Former NYPD chief posts how officers give 'free pass' to favored drivers
Then-NYPD Chief of Department John Chell at a news conference at NYPD headquarters in June. Credit: Jeff Bachner
Social media posts this week by John Chell, who recently retired as the New York Police Department's highest-ranking uniformed cop, seemed to acknowledge what some have long considered an open secret about the culture of America's largest police force: The NYPD sometimes gives a "free pass" based on who you are or who you know.
Chell, a cop for 30 years whose ultimate rank was chief of department, posted Wednesday on X about "something that has been a standing order for decades" regarding who does and doesn’t get traffic summonses in New York City.
"No Doctors, Nurses, teachers and other city agencies. Since I was the Chief of Dept -I altered this to add , Any friend of @sidrosenberg19 was a friend of ours - free pass for Sid’s friends. I did this because I could," Chell posted, referring to the WABC conservative talk radio host Sid Rosenberg, who is a booster of the NYPD and has dined with the police commissioner, Jessica Tisch.
Chell was responding to a thread begun by a driver who recounted having been pulled over by an NYPD cop who allegedly said he wasn't going to issue a summons because the driver was listening to Rosenberg. Chell's post triggered an uproar on social media, with some criticizing the practice and others defending it.

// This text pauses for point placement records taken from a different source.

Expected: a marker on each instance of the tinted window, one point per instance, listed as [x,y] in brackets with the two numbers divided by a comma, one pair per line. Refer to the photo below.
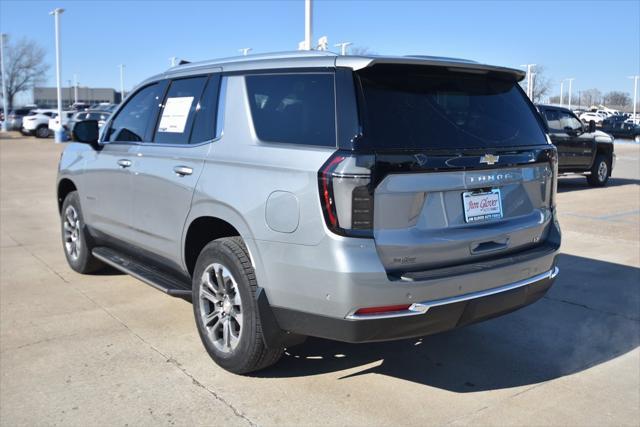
[567,120]
[178,111]
[419,107]
[204,125]
[132,121]
[553,119]
[293,108]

"The cop was being nice," Rosenberg posted to a critic. "Why does that bother you?"
Through an unsigned statement, an NYPD spokesperson denied on Wednesday that such an order exists — or ever existed.

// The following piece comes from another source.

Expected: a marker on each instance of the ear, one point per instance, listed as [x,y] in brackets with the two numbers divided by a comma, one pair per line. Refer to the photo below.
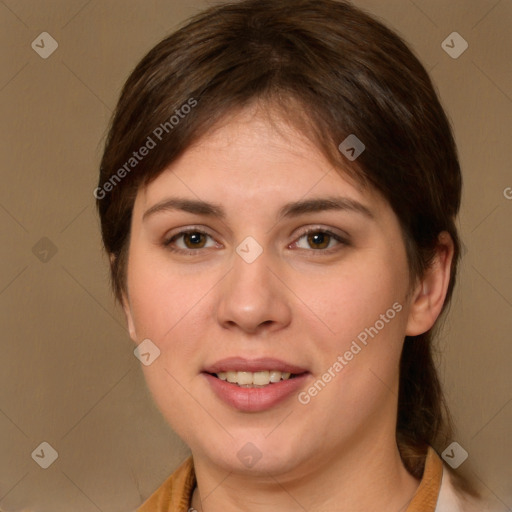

"There is absolutely no policy that prevents the NYPD from issuing summonses to city employees. The NYPD issues summonses for violations as they are observed by officers on patrol," the spokesperson said. Pressed, the spokesperson added: "There has never been a policy."

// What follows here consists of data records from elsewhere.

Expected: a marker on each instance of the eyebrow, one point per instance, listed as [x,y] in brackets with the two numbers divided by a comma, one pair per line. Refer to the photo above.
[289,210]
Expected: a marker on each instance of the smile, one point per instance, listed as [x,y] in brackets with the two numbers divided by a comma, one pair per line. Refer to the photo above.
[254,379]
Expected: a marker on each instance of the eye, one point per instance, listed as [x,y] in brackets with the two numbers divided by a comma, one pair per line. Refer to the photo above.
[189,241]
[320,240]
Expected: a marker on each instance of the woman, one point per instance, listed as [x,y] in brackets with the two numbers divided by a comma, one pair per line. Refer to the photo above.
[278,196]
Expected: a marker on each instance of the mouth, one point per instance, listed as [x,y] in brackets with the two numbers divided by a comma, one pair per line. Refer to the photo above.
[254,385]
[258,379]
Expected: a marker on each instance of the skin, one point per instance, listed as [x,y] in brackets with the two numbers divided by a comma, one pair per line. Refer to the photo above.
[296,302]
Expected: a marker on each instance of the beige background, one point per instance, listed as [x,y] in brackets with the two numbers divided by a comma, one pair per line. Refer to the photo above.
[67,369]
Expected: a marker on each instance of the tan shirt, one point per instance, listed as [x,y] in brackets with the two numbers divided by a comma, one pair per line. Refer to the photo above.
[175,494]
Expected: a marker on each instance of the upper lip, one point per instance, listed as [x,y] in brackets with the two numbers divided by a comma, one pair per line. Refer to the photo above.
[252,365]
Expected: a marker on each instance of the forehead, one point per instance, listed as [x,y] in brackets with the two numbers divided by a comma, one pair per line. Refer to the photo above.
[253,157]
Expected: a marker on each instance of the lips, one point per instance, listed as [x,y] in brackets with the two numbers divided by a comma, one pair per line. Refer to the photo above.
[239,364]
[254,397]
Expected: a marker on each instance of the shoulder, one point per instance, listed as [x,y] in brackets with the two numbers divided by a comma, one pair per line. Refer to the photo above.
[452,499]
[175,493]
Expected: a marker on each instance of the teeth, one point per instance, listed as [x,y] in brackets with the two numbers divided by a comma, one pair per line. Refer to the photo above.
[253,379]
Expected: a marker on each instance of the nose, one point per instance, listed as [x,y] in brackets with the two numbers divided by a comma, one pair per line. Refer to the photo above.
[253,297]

Chell on Thursday told Newsday he had just been joking.
"It was a complete and utter joke," said Chell, whom Tisch appointed to be chief of department in 2024. "These people are delusional, all the lefties."
Chell said there was never a standing order carving out exceptions. But, he said, cops have always had discretion over when to issue tickets. He did not say whether it’s legitimate to factor into that discretion someone’s job or friends.
Chell retired in October on a disability pension stemming from an ankle injury in July 2024 — after stepping into a grass-covered hole on Randalls Island in Manhattan during a police operation. He is collecting $295,000 per year, almost entirely tax free, for the rest of his life, according to The Daily News.
Allegations that the NYPD sometimes plays favorites when deciding whether to enforce parking and traffic laws have long dogged the department, facilitated by favor-seeking phone calls, phony placards, so-called courtesy cards issued by police labor unions and mini-shields given out to family members by cops.
The press office for Zohran Mamdani, who as mayor oversees the NYPD, did not return a message seeking comment.
In 2011, more than a dozen NYPD cops were accused of abusing their authority by helping friends and family skirt having to pay traffic tickets. The head of the police union at the time was outraged — that the cops were being charged.
"When did courtesy become a crime?" asked the union head, Patrick Lynch, for "something that has been a longstanding practice at all levels of the department."
The prosecutions resulted in the convictions of 15 officers, ProPublica reported.
The city in 2024 paid a $175,000 settlement to a Staten Island cop who alleged he was punished for issuing traffic tickets to those who have connections to higher-ups of the NYPD. The department had retaliated against him, he claimed, for refusing to honor the courtesy cards.
That same year, the city’s Department of Investigation identified a related phenomenon in police culture familiar to anyone who's driven around courts, police stations, firehouses and even in Central Park: the NYPD consistently refusing to issue tickets to illegally parked private vehicles displaying placards, as well as work vests, fraudulent permits and other illegitimate items on the dashboards that supposedly identify government workers from myriad agencies.
Some of those who display the placards don't even work for those government agencies. The vehicles are parked on sidewalks; they block hydrants and can be seen in bus and bike lanes.
Failing to police such illegal parking, the report said, is "a form of corruption that erodes the public trust in municipal government."
The Nassau and Suffolk police departments didn’t return messages seeking comment about their policies on these issues.